Wishart is also a biotech entrepreneur. Since 1995 he has launched eight start-up biotech companies, including Chenomx, [5] OMx Personal Health Analytics [6] and Molecular You Corp. [7] With more than 500 publications and >100,000 citations over his career, [8] he has been consistently ranked among the world's most cited scientists in any discipline [9] [10] and among the world's most cited 200 life scientists. [11]

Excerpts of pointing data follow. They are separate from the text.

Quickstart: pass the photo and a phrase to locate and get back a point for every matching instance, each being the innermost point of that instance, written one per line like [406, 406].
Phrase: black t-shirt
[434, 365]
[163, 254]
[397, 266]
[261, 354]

Wishart was born and raised in Edmonton, Alberta, Canada and has one brother, Ian (a physician) and one sister, Sandy. His mother, Patricia worked as a naturalist and author; his father William was a wildlife biologist with the government of Alberta. Wishart identifies as Metis. He has both Cree and Assiniboine ancestry from his father's side and Scottish ancestry from his mother's side. As a youth, Wishart learned to hunt, fish and trap from his father, who also used to operate his own trapline.
Wishart received his B.Sc. (Honours, First Class) in physics from the University of Alberta in 1983 and his M.Phil. (1986) and Ph.D. degrees (1991) in molecular biophysics from Yale University. Wishart completed his Ph.D. under the supervision of Frederic M. Richards and his post-doctoral studies (1991–1995) under the supervision of Brian D. Sykes. [12]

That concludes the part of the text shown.